Rights of Nursing Home Residents

If your loved one lives in an institutional setting, his or her rights remain protected by 1987’s Nursing Home Reform Law. These rights include but are not limited to the right to be free of unnecessary physical or chemical restraints, be involved in one’s own health care, gain access to one’s own records within one business day, be fully aware of charges and fees, maintain privacy, choose how they spend their time, reside with a spouse, and retain personal possessions. Elder laws also provide for a means of resolving nursing home disputes through mediation and legal channels.

Estate Planning

Elder laws are in place to protect the assets of seniors who many need long-term care. These provisions can help ensure that assets go to family members rather than to the cost of nursing home care. An attorney can help you determine how to apply for government programs like Medicare, Medicaid, Social Security, as well as private companies to help pay for care. He or she can also give legal advice to safely protect the funds and property you’ve amassed over a lifetime from being seized by a nursing home in payment for care. Because these laws can be complex, knowledgeable advice is essential to ensure financial health in the senior years.

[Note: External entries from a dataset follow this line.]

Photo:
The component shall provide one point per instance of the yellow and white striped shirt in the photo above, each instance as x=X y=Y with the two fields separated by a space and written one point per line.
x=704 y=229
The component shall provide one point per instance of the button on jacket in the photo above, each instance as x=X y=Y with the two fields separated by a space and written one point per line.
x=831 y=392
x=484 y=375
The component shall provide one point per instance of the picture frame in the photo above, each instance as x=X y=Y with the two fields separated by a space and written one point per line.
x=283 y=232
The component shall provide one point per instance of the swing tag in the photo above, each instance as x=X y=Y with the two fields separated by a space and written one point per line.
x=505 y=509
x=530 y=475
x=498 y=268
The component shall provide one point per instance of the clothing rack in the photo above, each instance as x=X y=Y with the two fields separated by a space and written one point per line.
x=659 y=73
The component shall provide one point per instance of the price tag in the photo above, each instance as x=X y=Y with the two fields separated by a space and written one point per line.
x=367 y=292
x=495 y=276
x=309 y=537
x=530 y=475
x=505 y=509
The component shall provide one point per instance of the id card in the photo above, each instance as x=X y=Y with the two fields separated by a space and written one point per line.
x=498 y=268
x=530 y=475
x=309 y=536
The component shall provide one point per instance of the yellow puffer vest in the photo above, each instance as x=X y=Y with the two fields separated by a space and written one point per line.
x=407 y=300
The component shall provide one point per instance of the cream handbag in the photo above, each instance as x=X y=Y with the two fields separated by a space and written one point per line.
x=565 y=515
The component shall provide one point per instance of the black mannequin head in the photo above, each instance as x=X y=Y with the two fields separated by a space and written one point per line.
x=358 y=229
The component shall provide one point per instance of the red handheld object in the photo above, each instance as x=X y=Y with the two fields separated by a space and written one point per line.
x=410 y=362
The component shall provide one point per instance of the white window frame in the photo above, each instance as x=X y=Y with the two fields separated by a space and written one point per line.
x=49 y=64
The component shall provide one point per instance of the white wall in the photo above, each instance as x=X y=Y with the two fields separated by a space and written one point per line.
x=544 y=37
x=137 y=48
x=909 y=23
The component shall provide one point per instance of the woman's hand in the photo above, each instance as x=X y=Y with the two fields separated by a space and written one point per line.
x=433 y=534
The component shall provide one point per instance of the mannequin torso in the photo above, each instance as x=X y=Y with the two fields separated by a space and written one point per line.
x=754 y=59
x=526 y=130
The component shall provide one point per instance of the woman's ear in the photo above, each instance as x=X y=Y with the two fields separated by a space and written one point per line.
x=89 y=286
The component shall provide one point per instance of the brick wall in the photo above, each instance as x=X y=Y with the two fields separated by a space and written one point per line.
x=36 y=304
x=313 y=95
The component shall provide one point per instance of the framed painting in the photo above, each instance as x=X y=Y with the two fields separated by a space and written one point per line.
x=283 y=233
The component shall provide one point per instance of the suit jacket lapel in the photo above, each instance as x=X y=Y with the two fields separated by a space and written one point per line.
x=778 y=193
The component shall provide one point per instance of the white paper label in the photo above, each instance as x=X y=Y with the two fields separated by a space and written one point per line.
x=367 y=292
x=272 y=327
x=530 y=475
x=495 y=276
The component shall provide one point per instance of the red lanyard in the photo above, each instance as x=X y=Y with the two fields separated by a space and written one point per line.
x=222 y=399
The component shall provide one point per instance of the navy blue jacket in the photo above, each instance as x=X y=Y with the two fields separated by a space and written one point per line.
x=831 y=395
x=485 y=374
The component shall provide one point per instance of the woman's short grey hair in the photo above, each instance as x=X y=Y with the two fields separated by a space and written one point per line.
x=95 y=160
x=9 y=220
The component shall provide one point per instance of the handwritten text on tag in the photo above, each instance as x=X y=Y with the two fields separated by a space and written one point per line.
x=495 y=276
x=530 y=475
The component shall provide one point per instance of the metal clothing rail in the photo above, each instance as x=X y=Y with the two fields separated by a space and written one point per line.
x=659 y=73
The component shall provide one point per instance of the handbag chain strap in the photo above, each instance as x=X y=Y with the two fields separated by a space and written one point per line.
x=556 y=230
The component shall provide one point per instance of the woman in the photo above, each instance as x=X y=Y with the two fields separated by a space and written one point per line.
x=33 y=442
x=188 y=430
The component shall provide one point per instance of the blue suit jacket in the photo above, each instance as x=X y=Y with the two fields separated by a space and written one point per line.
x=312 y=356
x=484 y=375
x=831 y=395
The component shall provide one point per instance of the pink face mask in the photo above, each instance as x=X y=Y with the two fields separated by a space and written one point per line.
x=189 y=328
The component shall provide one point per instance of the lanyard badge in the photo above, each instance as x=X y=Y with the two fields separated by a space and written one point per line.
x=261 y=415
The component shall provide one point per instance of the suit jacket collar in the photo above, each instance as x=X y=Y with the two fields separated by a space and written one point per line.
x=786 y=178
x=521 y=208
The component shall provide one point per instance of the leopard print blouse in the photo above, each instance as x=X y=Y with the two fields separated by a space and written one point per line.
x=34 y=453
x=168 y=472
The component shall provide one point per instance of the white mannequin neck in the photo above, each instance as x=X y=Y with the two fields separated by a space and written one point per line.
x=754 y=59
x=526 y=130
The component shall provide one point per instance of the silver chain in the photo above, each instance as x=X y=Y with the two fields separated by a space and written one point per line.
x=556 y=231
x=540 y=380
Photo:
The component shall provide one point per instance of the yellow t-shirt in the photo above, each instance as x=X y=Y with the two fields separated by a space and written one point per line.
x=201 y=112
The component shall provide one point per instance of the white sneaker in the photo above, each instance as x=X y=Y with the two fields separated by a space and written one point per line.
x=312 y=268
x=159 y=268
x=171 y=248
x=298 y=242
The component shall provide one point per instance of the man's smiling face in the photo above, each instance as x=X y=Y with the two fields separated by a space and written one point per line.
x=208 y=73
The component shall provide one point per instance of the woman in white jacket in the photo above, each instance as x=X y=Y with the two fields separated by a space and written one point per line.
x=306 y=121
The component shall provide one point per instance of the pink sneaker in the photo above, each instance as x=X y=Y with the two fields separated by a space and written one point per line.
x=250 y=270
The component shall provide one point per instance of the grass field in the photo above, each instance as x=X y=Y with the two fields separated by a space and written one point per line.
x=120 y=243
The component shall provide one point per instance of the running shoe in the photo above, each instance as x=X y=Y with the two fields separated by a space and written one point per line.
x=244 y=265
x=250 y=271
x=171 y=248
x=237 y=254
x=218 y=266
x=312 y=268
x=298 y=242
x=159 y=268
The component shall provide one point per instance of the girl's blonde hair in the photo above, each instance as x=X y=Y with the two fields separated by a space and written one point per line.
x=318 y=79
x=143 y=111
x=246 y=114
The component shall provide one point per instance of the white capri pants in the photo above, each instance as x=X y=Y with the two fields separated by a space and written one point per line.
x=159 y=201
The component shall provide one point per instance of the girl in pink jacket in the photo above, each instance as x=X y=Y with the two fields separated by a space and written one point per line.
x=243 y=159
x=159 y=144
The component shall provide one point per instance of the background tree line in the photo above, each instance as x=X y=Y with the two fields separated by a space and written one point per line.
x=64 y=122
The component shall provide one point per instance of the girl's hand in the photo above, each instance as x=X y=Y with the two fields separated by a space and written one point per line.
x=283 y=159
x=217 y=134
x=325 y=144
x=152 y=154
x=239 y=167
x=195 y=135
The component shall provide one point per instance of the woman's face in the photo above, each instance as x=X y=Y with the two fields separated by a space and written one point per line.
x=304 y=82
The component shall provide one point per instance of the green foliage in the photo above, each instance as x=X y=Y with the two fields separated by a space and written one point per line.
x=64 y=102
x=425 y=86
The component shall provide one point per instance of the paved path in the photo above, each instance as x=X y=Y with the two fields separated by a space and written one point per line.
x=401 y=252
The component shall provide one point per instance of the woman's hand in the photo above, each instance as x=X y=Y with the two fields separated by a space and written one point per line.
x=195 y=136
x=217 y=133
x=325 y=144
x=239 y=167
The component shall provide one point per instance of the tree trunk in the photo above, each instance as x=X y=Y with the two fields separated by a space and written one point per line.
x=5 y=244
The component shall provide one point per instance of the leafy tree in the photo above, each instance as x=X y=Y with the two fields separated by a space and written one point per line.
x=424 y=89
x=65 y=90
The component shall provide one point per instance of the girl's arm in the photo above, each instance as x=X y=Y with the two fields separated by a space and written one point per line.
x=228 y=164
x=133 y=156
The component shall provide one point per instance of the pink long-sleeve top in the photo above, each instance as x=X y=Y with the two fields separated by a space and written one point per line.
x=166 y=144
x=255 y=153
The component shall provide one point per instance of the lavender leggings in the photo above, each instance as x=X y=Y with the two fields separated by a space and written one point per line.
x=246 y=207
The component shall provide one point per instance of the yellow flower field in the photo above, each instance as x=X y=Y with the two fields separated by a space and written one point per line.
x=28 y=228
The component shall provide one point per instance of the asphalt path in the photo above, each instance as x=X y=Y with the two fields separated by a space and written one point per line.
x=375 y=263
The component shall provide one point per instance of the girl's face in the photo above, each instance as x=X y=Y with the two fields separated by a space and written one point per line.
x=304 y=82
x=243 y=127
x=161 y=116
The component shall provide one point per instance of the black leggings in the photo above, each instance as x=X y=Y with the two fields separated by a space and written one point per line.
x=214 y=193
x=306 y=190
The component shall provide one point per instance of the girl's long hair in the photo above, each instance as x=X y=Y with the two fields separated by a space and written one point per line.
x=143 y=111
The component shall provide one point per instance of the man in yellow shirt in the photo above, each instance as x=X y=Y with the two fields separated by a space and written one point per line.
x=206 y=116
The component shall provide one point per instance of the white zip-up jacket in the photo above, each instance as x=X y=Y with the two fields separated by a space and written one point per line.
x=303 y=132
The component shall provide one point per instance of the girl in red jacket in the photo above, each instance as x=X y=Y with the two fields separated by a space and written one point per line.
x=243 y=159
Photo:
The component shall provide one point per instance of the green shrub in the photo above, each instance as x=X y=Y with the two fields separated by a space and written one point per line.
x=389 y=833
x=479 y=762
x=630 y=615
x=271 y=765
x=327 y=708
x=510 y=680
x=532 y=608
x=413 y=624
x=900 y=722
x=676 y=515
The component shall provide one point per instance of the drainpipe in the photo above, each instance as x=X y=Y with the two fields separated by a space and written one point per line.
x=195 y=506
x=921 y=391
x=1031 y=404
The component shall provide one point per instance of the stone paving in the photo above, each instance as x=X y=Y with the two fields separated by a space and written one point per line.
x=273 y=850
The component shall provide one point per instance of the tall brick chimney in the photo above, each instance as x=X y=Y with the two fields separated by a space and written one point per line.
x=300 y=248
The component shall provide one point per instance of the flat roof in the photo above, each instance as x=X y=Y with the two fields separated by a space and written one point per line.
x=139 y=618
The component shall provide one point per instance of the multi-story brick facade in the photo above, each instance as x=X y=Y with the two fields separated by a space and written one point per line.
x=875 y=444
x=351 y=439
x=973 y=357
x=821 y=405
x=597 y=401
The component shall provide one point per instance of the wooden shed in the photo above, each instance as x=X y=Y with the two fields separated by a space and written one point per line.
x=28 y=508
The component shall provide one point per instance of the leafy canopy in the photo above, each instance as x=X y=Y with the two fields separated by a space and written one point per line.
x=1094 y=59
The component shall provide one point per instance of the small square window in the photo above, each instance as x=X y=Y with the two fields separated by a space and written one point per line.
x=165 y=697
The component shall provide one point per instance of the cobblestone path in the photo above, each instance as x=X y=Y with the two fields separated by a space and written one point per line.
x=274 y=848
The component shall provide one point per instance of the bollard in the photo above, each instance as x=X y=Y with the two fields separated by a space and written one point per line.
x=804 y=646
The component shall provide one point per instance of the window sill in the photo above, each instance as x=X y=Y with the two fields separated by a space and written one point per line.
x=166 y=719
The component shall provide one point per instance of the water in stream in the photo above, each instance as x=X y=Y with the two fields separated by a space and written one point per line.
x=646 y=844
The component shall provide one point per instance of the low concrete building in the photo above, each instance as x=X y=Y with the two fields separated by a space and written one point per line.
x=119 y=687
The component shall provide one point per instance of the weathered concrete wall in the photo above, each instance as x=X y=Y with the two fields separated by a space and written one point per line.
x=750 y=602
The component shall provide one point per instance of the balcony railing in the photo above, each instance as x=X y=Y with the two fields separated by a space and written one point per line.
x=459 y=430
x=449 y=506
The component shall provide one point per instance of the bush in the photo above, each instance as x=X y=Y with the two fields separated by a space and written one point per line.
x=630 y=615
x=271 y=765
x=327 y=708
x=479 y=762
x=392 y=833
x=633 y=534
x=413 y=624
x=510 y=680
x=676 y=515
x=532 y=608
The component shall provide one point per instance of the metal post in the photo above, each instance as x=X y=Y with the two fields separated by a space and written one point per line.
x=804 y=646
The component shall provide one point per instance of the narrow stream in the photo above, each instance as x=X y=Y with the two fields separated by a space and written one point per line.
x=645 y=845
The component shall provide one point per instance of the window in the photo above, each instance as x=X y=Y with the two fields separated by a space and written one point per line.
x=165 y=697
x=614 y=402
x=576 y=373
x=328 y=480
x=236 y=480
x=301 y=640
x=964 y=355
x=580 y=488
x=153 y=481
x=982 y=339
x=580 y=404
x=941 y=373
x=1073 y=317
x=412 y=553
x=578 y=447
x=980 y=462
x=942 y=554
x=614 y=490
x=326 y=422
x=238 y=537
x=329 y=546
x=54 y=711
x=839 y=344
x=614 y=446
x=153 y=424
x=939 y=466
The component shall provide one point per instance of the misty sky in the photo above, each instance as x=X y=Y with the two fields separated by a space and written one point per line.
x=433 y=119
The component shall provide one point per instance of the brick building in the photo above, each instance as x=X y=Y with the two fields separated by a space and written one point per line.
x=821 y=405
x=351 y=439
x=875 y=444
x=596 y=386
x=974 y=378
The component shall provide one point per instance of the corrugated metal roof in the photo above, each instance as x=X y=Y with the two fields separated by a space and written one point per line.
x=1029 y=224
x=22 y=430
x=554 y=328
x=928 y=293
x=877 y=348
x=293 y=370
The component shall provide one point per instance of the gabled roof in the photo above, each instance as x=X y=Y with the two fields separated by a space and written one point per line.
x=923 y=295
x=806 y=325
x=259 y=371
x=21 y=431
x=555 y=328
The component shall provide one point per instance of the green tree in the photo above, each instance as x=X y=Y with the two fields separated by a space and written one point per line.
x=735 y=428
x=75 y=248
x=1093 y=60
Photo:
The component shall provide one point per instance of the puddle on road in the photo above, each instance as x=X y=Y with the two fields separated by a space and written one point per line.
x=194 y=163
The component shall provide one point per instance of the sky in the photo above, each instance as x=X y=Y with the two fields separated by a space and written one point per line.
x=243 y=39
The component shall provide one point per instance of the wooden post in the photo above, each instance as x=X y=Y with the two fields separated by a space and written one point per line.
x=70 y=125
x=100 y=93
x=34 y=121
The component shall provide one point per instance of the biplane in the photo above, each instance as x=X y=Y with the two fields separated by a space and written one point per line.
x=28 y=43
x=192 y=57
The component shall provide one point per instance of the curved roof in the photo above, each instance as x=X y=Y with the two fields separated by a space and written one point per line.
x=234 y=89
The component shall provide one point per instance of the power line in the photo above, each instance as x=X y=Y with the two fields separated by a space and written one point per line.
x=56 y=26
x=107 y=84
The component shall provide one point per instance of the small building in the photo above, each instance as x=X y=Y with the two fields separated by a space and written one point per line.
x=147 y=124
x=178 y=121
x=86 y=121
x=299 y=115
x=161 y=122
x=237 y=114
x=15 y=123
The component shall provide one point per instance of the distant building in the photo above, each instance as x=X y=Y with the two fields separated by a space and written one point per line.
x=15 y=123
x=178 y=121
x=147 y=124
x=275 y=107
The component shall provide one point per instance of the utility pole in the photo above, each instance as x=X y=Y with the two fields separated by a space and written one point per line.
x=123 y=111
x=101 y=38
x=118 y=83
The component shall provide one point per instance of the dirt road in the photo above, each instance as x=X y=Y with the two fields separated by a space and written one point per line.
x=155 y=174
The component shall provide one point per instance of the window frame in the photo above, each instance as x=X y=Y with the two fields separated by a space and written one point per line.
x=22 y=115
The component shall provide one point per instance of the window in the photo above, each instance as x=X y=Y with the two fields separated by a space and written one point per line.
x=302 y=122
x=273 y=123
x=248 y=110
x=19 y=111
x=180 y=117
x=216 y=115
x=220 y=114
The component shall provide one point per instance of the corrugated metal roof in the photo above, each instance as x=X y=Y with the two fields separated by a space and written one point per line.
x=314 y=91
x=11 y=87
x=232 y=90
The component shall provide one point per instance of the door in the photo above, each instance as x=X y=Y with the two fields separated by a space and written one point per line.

Power of Attorney and Guardianship

Though it may be difficult to discuss your wishes for when you are no longer able to care for yourself, having this conversation now can help make a challenging situation easier for the whole family. Elder laws are designed to help people put measures in place that establish which loved ones are responsible for making medical and financial decisions if you become incapacitated. Depending on your state of residence, this could be a conservatorship, guardianship, or another plan that automatically goes into effect at the appropriate time. An attorney can help explain the benefits of these plans.